Everybody knows the story – or at least, should – the brilliant yet notoriously absent-minded biologist Sir Alexander Fleming was researching a strain of bacteria called staphylococci. Upon returning from holiday one time in 1928, he noticed that one of the glass culture dishes he had accidentally left out had become contaminated with a fungus, and so threw it away. It wasn’t until later that he noticed that the staphylococcus bacteria seemed unable to grow in the area surrounding the fungal mould.
Fleming didn’t even hold out much hope for his discovery: it wasn’t given much attention when he published his findings the following year, it was difficult to cultivate, and it was
s0low-acting – it wasn’t until 1945 after further research by several other scientists that penicillin was able to be produced on an industrial scale, changing the way doctors treated bacterial infections forever.
2. The Microwave
In 1945 Percy Lebaron Spencer, an American engineer and inventor, was busy working on manufacturing magnetrons, the devices used to produce the microwave radio signals that were integral to early radar use. Radar was an incredibly important innovation during the time of war, but microwave cooking was a purely accidental discovery.
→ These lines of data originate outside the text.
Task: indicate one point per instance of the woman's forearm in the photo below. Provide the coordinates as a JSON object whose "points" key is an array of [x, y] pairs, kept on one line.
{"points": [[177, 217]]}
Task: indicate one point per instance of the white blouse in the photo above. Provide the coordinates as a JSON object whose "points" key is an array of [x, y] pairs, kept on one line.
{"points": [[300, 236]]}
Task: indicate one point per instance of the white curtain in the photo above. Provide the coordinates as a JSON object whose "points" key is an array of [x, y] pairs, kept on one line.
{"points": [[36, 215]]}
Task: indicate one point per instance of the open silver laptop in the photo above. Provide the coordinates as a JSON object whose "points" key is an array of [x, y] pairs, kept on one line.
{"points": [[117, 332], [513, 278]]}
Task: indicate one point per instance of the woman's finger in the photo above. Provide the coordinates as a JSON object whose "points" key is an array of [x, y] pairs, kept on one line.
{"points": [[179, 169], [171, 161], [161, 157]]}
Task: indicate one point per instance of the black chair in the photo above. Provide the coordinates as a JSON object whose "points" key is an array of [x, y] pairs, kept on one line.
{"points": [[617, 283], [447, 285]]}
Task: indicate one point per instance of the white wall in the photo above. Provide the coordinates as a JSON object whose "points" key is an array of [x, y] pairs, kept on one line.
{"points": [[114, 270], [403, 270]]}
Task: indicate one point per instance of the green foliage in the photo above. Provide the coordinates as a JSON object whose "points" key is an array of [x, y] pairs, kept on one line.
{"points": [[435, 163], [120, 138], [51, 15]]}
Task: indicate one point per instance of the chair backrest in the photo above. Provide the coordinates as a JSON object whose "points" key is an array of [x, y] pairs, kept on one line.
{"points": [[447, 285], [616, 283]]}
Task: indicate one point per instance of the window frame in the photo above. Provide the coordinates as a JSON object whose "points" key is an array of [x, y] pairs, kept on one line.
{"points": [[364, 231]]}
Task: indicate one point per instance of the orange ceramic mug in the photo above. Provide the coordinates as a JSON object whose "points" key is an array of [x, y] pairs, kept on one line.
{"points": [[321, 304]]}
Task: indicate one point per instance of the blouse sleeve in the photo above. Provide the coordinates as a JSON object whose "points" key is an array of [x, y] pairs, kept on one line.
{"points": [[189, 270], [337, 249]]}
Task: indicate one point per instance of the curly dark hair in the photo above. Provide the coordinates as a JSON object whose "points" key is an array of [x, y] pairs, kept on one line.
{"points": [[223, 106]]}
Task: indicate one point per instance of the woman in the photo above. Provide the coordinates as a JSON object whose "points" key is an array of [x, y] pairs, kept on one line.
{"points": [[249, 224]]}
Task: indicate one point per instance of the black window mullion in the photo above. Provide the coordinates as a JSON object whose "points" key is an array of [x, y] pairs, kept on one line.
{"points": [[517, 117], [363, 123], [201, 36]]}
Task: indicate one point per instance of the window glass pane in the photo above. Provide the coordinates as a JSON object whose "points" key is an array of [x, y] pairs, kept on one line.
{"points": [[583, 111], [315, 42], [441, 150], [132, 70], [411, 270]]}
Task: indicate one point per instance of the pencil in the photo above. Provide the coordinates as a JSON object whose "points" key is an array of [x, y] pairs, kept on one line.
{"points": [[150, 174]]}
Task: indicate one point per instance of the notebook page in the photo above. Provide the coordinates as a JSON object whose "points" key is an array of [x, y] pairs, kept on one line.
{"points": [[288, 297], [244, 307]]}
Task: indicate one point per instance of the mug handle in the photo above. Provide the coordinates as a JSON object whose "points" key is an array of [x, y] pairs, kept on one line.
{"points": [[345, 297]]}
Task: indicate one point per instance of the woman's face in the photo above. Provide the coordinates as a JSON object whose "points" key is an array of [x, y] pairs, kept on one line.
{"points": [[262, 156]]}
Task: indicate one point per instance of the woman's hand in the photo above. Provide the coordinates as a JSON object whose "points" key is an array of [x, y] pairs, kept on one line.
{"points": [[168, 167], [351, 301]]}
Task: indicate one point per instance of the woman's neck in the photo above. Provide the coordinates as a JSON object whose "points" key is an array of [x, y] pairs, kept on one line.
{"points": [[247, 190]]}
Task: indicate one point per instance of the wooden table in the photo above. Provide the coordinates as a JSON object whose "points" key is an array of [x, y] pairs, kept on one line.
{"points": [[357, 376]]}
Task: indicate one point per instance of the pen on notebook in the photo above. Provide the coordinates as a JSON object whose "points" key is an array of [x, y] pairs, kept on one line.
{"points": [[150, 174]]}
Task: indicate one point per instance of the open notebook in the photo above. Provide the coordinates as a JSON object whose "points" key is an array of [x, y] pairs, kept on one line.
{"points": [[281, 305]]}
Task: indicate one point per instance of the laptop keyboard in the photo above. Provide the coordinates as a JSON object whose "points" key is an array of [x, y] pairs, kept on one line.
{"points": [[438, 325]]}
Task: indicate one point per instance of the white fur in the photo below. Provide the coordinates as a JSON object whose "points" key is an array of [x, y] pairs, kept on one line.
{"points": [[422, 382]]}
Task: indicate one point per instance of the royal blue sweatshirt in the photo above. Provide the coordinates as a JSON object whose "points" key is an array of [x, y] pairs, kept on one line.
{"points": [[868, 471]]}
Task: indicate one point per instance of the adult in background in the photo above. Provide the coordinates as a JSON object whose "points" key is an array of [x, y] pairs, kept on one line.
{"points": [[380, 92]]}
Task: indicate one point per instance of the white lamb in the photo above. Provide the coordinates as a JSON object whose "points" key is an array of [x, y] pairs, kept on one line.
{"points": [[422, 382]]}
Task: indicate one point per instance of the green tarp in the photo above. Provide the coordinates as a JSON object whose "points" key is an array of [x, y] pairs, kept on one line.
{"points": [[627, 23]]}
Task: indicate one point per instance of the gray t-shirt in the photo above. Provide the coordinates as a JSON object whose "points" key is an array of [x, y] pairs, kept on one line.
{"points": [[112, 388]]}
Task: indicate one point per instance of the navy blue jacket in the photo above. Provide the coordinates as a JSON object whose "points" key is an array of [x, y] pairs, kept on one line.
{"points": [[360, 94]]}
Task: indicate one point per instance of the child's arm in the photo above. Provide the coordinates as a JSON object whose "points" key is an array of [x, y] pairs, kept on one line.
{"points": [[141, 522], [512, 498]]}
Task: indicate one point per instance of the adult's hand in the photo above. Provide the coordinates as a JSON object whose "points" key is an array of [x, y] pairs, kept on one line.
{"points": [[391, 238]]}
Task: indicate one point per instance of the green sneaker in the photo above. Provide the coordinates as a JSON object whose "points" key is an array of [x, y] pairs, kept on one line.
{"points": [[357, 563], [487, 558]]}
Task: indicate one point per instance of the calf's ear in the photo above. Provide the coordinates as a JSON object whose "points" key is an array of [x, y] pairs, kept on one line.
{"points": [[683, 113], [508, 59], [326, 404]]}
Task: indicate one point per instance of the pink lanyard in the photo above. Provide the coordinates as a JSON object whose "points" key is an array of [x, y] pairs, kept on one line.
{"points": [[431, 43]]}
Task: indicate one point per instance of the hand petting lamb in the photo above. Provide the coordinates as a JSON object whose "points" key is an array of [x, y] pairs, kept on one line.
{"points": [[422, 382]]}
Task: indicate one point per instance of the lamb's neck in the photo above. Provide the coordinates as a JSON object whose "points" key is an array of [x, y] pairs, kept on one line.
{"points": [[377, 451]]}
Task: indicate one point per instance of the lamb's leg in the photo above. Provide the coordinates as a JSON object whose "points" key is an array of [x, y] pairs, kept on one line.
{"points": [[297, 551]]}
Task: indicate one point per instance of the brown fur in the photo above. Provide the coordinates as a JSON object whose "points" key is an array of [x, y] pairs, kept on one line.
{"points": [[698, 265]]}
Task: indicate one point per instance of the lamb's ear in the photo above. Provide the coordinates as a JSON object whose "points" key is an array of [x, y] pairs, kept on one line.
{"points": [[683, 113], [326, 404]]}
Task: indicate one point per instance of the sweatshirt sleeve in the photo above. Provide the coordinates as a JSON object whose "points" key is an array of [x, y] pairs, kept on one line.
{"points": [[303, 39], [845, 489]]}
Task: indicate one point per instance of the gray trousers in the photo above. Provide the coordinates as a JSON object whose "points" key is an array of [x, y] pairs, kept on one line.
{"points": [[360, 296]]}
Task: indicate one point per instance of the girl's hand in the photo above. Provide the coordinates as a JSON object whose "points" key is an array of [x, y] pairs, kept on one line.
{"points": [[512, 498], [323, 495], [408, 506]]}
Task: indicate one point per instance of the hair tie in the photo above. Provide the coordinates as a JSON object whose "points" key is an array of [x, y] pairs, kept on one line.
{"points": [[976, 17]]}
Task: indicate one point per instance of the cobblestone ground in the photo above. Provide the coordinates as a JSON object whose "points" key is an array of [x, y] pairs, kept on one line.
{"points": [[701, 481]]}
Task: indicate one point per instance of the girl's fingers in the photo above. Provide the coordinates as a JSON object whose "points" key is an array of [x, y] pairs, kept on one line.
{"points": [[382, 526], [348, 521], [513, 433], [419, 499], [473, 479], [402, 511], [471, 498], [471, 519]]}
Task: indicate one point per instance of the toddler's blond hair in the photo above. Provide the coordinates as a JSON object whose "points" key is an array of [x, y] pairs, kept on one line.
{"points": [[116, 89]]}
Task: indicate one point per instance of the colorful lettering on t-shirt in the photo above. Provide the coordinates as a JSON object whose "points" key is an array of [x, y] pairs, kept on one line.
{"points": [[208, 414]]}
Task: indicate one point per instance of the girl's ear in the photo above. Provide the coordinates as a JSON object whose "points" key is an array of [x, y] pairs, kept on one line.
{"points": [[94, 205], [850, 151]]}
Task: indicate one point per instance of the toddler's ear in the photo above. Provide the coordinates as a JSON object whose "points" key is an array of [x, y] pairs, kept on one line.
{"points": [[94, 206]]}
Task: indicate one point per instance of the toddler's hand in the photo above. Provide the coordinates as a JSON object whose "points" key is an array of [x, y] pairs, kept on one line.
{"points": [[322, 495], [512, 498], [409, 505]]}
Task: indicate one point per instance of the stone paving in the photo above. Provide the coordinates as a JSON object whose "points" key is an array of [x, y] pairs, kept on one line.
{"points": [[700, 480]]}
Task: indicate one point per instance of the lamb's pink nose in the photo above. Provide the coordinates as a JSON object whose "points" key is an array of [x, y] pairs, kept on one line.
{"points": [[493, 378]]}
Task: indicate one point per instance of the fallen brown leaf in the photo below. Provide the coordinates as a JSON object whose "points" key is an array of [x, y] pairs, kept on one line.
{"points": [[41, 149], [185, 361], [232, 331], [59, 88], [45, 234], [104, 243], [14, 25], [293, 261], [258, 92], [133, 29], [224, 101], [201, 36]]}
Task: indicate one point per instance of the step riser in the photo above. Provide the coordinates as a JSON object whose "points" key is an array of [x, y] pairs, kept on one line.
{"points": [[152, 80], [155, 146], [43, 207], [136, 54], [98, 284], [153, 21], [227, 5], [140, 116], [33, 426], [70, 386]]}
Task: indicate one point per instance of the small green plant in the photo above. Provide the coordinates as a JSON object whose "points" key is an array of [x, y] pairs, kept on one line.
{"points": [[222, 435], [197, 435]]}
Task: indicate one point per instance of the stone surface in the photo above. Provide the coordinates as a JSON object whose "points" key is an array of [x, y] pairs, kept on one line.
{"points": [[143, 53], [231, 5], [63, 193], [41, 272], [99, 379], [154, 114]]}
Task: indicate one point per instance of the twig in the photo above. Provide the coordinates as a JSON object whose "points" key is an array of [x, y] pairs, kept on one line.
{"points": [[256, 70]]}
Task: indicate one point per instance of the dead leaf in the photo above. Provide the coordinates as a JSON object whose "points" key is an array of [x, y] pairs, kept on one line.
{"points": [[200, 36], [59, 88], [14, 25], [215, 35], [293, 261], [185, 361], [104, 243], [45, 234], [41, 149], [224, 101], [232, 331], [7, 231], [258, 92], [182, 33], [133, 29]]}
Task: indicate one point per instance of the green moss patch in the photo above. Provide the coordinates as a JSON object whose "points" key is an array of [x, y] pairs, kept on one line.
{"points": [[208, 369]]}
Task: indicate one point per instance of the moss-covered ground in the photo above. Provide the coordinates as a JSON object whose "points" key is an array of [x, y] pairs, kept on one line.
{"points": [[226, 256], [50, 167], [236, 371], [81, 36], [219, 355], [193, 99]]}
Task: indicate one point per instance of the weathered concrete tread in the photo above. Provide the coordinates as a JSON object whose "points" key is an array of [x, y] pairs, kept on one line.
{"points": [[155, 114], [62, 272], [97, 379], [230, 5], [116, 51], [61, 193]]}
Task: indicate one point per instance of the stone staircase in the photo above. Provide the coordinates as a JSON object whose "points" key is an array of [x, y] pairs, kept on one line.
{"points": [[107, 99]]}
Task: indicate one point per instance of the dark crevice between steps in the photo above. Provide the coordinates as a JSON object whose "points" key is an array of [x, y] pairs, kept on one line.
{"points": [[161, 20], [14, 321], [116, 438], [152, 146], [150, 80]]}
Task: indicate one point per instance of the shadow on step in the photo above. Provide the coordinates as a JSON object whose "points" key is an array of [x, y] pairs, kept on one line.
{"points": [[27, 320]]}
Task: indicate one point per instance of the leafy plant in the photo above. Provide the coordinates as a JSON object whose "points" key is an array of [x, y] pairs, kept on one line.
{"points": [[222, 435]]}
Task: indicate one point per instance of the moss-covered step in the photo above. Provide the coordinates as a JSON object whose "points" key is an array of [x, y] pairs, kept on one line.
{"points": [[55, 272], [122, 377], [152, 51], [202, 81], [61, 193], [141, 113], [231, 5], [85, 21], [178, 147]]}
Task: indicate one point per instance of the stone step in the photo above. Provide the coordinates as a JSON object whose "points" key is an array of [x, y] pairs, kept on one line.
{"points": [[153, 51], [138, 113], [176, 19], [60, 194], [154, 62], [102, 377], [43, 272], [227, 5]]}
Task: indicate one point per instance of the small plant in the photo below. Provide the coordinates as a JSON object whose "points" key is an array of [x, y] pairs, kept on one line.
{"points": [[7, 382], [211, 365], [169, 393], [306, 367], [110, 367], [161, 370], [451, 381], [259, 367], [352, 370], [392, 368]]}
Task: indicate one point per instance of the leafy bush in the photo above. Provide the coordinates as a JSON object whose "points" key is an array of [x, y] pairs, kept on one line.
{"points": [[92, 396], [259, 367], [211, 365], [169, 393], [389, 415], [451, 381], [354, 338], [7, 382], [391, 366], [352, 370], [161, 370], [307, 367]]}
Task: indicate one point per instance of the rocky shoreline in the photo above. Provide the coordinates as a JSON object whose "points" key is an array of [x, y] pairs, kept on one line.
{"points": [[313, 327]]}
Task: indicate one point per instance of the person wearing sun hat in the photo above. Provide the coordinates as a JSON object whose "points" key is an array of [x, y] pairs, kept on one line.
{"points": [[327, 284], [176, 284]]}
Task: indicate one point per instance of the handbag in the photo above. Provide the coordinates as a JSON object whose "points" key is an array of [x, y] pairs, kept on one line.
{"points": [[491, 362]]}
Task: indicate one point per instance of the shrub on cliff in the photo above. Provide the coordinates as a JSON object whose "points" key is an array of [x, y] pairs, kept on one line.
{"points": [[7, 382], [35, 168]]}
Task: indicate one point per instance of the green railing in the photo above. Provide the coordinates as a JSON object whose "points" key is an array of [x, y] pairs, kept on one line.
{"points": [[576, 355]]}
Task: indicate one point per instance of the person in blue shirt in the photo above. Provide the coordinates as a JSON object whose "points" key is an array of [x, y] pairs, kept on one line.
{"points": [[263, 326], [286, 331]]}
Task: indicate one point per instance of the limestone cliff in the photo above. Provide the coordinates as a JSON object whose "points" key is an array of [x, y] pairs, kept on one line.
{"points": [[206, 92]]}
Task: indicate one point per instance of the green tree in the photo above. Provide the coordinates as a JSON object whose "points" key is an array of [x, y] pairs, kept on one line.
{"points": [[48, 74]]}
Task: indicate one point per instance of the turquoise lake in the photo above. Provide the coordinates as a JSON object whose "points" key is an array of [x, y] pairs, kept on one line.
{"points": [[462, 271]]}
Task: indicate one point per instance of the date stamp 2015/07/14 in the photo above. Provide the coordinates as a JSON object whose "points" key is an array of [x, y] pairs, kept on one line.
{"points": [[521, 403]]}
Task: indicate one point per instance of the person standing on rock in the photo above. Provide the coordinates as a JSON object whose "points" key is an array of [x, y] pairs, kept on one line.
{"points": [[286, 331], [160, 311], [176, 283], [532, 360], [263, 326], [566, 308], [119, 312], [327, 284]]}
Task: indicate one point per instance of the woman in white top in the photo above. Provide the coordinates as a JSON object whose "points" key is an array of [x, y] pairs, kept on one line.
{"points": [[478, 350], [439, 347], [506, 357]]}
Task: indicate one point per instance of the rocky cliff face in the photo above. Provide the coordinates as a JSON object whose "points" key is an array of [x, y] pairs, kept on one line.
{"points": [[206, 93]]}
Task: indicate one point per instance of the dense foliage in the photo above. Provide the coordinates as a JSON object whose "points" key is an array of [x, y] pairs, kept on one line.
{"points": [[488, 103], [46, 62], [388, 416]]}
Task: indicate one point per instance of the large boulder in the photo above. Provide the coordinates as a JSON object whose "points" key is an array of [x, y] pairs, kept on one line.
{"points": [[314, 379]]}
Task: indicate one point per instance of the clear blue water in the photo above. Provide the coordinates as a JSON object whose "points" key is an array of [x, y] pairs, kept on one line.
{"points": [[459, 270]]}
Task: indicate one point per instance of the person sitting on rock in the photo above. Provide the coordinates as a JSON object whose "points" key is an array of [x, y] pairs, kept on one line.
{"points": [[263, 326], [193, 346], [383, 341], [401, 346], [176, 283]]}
While standing by a functioning magnetron, Spencer noticed that the chocolate bar in his pocket had melted. His keen mind soon figured out that it was the microwaves that had caused it, and later experimented with popcorn kernels and eventually, an egg, which (as we all could have told him from mischievous childhood ‘experiments’), exploded.
The first microwave oven weighed about 750lbs and was about the size of a fridge.
3. Ice Cream Cones
This story is a perfect example of serendipity, and a single chance encounter leading to worldwide repercussions. It’s also rather sweet.
Before 1904, ice cream was served on dishes. It wasn’t until the World’s Fair of that year, held in St Louis, Missouri, that two seemingly unrelated foodstuffs became inexorably linked together.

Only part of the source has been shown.